Shades of Cactus FlowersBruce Percy at The Art of Adventure Photography mentioned he’s an emotional photographer–allows his gut feelings to guide him without consciously trying to plan and control his photo making. He makes this statement in a discussion on taking portraits and how he relates to the chosen subjects. Bruce also asked what approach others have.

That got me to thinking about how I approach making photos in general. When visiting a location I do pre-planning to insure I have what I believe will be the right lens, filters and accessories however once on site my perceptions and feelings of the moment rule. If I’m not sure what the location will be (first visit) I’ll bring a general purpose zoom and perhaps a medium/short prime lens.

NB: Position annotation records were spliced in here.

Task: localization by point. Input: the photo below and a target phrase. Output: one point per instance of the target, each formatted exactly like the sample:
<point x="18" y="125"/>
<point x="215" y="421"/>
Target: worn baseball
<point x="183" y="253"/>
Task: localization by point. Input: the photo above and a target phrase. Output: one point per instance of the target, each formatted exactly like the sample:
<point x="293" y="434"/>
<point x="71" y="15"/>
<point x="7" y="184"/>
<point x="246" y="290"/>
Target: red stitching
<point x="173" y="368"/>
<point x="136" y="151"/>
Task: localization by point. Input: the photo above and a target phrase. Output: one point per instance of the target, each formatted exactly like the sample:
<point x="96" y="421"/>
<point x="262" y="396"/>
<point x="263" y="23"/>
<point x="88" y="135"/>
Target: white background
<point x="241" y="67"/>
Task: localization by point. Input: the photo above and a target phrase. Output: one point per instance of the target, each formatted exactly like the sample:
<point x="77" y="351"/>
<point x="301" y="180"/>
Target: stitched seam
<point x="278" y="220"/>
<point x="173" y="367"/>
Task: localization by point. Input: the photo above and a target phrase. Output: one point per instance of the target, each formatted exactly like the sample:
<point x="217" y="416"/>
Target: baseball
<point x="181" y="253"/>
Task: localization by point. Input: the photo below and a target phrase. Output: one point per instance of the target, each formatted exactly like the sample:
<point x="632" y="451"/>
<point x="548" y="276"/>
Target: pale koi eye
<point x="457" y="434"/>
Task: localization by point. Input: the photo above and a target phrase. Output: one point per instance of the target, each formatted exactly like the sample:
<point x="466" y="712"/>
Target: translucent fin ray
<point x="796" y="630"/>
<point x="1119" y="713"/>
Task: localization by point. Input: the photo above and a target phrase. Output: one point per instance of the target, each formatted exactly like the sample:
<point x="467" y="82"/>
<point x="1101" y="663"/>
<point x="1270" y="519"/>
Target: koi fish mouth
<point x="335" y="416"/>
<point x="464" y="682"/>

When shooting, I often feel I’m in a sort of trance with my awareness tightly focused on my interest and my efforts to capture those feelings with my camera.

I often loose awareness of my surroundings outside my subject and if I happen to be with someone I have to mentally force myself to check-in every once in a while. I’ve also try and keep checked-in if I’m shooting near traffic or other dangerous surroundings–I easily understand how photographers can step in front of a car or off a cliff.

So I guess I’m an emotional photographer as well.

Back to the question of approaching people about portraits–it’s a struggle for me to approach people as I’m reserved until I know someone. The only golden rule I follow is to ask politely and to honor their right to say no (or yes). I believe I’m good at reading people and could picked up if there were any uncomfortable feelings about being photographed.

3 Comments

  1. I guess I’m one of those emotional or gut photogs. I can realty get lost in a place with the view finder as my only window and yes, I would be one who steps into the traffic. Approaching people on the street has been both comfortable and uncomfortable, even frieghtening at times. I resonate completely with your last paragraph. However, we may feel comfortable approaching different people and different situations. We will not create an image if we do not attempt it. My fears that hold me back, are the voices of my doubt.

  2. I don’t feel so lonely now! I have long been grateful that my husband so often goes on photo walks with me. Without his oversight, I am exactly the type to step off the edge of something, or wander too close to something I should give a wide berth.